- Cover art featuring Sgt. Slaughter
- Developer: Beam Software
- Publisher: Mindscape
- Programmer: Nigel Spencer
- Platform: Commodore 64
- Release: November 15, 1989
- Genre: Sports
- Mode: Single-player

= Sgt. Slaughter's Mat Wars =

1989 professional wrestling video game

Sgt. Slaughter's Mat Wars is a professional wrestling sports video game developed by Beam Software and published by Mindscape. It is based on the professional wrestler Sgt. Slaughter and the original board game developed by John T. Georgopoulos of Trigame Enterprises. It was released on November 15, 1989, exclusively for the Commodore 64.

== Gameplay ==
The game requires a Commodore 64 joystick to play and features what, at the time of its 1989 release, was a unique gameplay option involving managers of the wrestlers. Players can choose from five managers: Delores, Fast Ed, Big John, Abdul Makash, and Lucky. These managers play a crucial role in the game's trading system, allowing players to buy and trade wrestlers in Sgt. Slaughter's Auction House. The game also allows players to bet on matches and bribe other wrestlers to throw their matches.

Sgt. Slaughter does not appear as a playable character, although he functions as referee in matches and infrequent appearances as an in-game narrative device. The game includes several match types, including singles and tag team bouts.
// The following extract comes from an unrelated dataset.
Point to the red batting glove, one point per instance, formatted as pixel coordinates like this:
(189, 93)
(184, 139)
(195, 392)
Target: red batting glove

It also features multiple game modes, including a narrative-driven story mode and an exhibition mode for quick matches.

== Development ==
Nigel Spencer, the programmer behind the game shared insights into the game's development in an interview. Spencer highlighted the game's technical advancements, particularly the use of real-time scaling of high-resolution screens, a first for the C64.

== Release ==
Sgt. Slaughter's Mat Wars was released on November 15, 1989, for the Commodore 64. The game was developed by Beam Software and published by Mindscape during the height of Sgt. Slaughter's popularity in the late 1980s.